Senelerdir
tekrarlanır. Bu anayasa bize uygun değil. Nesi uygun değil? Çünkü devleti öne alan,
bireyi arka plana iten bir anayasadır. Bu bir darbe anayasasıdır. Dünya
devletleri nasıl bir anayasa ile idare ediliyorsa bizde öyle yapalım denildi.
Denildi de ne oldu?
CHP
her yapılan değişikliği anayasa mahkemesine götürdü. Yeni anayasa
denildi,”gelir çay içer giderler” dediler. Siyasilerin ve bütün insanların
hareket alanını daraltan bir yargı sultasından kurtulmak için bazı maddelerin
değişikliğine gidildi, referandum yapıldı. CHP ret cephesinde yer aldı. MHP ret
cephesinde yer aldı. BDP ret cephesinde yer aldı, boykot etti. Ne demektir bu?

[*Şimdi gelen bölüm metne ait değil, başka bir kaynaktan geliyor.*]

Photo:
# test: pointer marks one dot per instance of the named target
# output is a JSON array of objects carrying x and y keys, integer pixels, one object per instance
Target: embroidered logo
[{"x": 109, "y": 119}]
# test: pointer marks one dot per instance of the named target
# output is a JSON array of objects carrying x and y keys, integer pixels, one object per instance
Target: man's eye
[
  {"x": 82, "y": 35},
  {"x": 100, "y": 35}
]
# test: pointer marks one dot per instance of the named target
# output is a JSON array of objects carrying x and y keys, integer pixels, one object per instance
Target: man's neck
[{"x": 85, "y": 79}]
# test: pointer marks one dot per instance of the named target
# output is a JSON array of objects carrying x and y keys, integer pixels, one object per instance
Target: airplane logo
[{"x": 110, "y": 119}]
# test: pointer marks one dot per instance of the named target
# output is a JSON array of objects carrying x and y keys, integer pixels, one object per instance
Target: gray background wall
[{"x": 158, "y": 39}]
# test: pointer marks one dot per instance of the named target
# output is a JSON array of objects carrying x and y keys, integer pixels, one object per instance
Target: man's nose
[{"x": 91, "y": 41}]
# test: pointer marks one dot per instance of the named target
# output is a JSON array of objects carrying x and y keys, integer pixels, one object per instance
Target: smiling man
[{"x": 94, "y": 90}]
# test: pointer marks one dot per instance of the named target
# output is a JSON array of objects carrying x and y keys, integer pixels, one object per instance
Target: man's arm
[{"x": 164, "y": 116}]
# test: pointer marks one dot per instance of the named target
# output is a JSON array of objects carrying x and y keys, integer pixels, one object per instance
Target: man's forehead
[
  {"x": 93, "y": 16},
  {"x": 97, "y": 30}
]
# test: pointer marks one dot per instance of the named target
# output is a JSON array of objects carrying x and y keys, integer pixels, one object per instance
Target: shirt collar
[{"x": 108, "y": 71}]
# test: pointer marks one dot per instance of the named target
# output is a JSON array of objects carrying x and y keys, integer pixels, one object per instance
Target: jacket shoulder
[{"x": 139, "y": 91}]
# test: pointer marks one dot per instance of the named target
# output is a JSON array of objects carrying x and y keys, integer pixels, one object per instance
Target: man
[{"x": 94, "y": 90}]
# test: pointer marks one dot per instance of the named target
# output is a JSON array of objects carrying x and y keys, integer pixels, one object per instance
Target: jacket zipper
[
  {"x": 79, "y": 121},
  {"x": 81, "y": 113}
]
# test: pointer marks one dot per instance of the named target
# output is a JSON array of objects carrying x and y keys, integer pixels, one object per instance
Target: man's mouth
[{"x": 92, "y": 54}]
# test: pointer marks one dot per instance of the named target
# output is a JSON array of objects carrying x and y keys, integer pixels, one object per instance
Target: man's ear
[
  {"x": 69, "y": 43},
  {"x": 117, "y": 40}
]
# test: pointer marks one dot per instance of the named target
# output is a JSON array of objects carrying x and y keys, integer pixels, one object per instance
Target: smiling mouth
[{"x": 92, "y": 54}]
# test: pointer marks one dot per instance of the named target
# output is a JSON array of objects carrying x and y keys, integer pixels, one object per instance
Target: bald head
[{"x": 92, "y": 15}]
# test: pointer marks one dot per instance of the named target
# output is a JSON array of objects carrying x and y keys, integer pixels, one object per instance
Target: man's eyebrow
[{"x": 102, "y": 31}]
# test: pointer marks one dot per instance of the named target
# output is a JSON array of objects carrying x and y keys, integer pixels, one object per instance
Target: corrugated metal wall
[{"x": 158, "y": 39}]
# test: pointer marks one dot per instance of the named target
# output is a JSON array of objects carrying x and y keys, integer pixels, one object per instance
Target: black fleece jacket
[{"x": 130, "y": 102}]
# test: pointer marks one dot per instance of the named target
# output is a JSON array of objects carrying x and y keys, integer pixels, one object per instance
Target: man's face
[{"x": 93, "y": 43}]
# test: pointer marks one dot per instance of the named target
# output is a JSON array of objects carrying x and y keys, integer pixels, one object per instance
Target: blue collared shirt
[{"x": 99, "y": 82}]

Biz bu anayasadan memnunuz. Memnunsanız buyurun. Üç partinin de yaşadığı
sorunların sebebi bu anayasa. Şimdi akıllarına geldi bu anayasanın anormalliği.
Meclise
başörtülü bir hanım girdi diye “atın bu kadını dışarı” diyen bunlar değil miydi?
Nazlı Ilıcak’ın milletvekilliği düşürülürken suskun olan CHP, MHP yine bunlar
değil miydi? BDP den hiç bahsetmiyorum. Sözüm ona Türkiye partisi olması
gereken partilere söylüyorum. O zaman işlerine geldiği için itiraz etmediler.
Keser döndü sap döndü bu güne geldik hesap döndü. Ne oldu peki? Dönen sap bir
yerlerine değdi ve canları acıdı.
Efendim
anayasanın bilmem kaçıncı maddesi. Yok, bilmem hangi kanunun kaçıncı maddesi.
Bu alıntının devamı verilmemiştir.